The Magic of Chalk. ~ Peggy Mallen

Chalk on a cue tip is as important as tread on tires.

Chalk creates friction that helps a cue “hug” the surface of the cue ball and keeps the tip from skidding off—especially on those difficult shots where a lot of English is necessary to achieve the results needed to set up for the next shot!

Until 1893 the chalk used on leather cue tips was carbonate of lime, better known as blackboard chalk. This chalk was messy; it discolored and rotted table cloth over time and was only made in white. Most chalk used today is comprised of fine abrasives and does not contain a speck of chalk.

The original chalks were produced mainly to keep the leather tips dry and secondly to assist with grabbing the ball.
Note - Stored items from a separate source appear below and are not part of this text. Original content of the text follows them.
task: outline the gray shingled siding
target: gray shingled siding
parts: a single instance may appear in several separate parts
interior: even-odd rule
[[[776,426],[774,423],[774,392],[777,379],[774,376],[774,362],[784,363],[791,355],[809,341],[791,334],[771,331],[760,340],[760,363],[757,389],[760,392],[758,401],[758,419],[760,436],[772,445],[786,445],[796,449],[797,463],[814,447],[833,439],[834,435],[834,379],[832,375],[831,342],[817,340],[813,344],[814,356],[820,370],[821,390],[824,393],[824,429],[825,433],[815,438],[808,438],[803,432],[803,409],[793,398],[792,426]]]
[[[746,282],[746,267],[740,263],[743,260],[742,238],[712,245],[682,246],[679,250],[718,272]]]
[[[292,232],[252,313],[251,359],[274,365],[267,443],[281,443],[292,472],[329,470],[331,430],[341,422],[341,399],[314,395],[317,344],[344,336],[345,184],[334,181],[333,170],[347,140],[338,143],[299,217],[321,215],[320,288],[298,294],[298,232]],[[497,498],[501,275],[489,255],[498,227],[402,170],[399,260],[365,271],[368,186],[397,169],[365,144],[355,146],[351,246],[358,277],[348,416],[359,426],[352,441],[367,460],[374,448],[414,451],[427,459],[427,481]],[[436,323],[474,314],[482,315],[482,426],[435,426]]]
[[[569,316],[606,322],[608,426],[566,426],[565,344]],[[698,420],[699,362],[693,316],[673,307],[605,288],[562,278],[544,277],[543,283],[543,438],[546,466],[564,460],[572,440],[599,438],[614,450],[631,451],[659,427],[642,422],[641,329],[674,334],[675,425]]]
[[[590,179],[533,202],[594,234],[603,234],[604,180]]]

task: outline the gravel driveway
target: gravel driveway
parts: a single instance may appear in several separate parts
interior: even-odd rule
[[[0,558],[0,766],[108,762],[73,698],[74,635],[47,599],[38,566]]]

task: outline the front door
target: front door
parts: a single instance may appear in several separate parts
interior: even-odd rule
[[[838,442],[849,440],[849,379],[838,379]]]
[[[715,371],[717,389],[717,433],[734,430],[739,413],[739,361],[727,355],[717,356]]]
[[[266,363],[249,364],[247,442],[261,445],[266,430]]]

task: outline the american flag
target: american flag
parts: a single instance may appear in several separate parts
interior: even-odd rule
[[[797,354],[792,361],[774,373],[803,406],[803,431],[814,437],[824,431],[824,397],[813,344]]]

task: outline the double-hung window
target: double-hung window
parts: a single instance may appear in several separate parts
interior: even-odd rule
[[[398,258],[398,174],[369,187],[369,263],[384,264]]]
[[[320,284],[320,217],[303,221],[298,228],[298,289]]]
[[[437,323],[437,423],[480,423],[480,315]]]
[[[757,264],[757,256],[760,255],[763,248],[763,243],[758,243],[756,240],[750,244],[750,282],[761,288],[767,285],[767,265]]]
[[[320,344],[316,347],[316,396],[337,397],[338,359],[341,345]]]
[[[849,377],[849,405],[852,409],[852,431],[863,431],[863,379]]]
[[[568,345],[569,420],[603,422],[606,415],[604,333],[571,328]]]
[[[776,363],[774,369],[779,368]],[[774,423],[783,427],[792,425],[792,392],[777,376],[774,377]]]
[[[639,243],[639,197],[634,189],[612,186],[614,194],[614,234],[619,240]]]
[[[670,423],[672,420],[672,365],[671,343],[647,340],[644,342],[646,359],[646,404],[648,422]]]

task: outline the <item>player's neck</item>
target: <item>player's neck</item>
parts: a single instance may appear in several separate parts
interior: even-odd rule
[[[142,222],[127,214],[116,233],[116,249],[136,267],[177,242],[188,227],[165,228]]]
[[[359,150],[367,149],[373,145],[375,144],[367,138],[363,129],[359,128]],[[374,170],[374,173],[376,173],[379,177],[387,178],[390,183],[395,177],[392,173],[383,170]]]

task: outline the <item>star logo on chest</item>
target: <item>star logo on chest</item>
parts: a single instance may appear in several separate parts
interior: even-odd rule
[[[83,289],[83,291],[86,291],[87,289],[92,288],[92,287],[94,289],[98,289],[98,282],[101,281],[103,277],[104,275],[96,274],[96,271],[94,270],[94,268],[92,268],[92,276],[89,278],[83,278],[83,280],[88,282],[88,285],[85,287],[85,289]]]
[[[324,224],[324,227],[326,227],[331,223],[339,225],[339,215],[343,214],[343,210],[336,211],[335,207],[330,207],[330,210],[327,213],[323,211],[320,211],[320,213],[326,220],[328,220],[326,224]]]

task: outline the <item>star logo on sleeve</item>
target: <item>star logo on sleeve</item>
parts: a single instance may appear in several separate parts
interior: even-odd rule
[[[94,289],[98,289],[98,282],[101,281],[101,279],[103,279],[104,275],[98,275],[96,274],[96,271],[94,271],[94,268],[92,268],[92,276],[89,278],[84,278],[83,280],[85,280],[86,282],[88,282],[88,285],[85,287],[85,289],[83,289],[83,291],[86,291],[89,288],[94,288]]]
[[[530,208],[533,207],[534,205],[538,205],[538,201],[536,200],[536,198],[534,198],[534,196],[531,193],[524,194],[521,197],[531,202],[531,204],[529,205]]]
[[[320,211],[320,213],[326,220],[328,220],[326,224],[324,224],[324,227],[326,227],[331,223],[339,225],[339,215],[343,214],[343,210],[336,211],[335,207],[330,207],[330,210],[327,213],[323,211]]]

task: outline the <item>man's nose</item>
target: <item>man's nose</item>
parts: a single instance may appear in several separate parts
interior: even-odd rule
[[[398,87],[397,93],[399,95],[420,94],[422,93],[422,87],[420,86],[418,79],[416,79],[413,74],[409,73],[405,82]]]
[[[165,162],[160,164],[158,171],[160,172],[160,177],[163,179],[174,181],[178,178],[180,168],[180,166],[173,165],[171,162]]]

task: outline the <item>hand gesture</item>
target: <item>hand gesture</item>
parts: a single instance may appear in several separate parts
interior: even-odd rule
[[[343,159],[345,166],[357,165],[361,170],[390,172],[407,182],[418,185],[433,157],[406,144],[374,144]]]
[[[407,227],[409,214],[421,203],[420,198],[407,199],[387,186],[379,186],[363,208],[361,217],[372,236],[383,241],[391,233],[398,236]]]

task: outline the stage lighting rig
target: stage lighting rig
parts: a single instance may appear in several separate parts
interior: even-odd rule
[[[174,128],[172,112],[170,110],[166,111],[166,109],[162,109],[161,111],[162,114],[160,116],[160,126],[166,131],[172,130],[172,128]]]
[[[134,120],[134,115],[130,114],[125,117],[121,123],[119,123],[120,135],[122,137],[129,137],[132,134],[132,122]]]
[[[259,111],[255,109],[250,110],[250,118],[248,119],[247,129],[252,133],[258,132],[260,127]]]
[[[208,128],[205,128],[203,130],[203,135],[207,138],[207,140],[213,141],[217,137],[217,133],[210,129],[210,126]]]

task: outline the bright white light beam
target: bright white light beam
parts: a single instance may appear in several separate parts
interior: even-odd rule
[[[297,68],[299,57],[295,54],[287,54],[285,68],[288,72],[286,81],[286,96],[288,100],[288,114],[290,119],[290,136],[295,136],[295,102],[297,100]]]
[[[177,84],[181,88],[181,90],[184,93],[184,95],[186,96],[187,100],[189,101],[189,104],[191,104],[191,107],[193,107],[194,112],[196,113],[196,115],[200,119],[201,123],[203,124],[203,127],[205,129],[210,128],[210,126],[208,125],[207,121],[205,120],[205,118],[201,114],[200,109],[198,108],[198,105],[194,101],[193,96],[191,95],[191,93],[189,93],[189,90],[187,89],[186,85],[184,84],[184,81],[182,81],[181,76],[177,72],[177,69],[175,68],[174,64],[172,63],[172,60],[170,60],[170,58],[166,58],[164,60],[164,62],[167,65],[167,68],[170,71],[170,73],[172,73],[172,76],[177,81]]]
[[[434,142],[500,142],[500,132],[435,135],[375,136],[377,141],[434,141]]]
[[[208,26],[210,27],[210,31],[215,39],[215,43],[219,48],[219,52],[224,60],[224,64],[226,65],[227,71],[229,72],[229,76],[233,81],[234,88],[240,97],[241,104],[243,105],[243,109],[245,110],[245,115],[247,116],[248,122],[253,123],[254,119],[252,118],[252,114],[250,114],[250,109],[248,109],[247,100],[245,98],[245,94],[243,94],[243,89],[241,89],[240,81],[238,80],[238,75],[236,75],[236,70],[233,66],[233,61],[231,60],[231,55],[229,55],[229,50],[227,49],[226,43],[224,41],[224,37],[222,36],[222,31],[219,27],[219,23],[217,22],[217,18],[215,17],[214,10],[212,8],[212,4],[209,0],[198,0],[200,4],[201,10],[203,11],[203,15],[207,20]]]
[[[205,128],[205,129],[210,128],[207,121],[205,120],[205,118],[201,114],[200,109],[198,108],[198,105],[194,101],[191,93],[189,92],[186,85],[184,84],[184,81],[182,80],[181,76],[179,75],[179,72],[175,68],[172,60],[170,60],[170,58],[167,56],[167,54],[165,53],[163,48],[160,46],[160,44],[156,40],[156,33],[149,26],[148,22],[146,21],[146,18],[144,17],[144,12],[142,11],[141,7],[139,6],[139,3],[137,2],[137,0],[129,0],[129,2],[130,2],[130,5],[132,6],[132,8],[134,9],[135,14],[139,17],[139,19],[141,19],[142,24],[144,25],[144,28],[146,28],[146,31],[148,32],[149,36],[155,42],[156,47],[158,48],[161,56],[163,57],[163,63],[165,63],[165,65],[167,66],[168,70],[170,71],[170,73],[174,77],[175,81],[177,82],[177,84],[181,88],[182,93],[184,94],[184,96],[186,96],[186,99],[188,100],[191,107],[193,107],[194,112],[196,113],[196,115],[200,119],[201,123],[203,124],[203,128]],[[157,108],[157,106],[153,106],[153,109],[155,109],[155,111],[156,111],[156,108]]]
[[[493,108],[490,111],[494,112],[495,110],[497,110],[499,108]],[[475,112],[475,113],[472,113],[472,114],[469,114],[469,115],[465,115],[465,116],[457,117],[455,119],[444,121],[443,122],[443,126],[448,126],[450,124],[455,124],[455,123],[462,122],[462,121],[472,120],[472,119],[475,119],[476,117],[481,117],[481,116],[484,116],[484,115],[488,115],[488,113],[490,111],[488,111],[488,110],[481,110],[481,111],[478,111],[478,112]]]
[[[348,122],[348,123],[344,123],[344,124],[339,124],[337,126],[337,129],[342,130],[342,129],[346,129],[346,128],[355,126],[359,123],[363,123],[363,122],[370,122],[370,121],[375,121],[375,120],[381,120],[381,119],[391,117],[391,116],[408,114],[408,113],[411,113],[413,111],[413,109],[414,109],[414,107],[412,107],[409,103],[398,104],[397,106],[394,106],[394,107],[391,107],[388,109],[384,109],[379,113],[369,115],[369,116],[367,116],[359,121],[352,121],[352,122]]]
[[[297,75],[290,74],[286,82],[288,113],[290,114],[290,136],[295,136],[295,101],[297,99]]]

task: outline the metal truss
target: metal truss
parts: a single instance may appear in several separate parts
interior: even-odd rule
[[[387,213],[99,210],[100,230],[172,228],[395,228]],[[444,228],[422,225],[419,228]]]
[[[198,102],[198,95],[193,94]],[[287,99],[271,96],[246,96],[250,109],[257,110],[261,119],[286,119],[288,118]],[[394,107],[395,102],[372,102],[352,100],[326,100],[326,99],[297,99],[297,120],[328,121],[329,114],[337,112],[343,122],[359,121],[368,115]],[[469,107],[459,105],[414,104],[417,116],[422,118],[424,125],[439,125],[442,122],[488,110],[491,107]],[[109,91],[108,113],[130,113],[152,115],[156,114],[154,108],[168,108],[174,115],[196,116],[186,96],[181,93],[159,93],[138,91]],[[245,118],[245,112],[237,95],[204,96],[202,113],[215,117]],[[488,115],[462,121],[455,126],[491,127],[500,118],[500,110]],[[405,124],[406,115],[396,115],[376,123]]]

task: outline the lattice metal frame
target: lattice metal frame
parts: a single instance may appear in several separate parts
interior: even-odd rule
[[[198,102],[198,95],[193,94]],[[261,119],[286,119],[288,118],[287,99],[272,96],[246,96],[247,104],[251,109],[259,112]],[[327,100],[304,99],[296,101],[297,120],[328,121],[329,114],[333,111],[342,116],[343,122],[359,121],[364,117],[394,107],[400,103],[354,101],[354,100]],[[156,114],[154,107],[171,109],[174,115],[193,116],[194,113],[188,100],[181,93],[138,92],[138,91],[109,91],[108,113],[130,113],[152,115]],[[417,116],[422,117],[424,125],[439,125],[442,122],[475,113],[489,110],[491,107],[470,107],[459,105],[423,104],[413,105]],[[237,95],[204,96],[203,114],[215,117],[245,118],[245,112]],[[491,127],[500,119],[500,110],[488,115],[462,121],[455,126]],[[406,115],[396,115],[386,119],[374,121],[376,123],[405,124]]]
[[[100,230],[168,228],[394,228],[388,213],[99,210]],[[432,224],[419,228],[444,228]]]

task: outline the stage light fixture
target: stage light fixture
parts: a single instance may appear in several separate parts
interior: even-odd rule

The only problem with this was these chalks had no “grit” added and miscues were a big problem.

In 1892, a professional pool player from France by the name of William A. Spinks came to the United States with a few pieces of French chalk in his pocket. When he arrived, he realized that the chalk he had in his pocket was superior to the chalks made in the United States and went to a chemist to learn the formula.

After much trial and error, he then started producing chalk adding Silica and Aloxite—giving the “grit” needed to grab the cue ball and, therefore, changing the game of pool forever. Never before could players make such difficult “English” shots as they could with the new formula!

Most recently, with new technology, chalk formulas have become more complex and “performance” chalk has been developed by many billiard companies. Chalk has become as important to pool players as the type of cue they choose to play.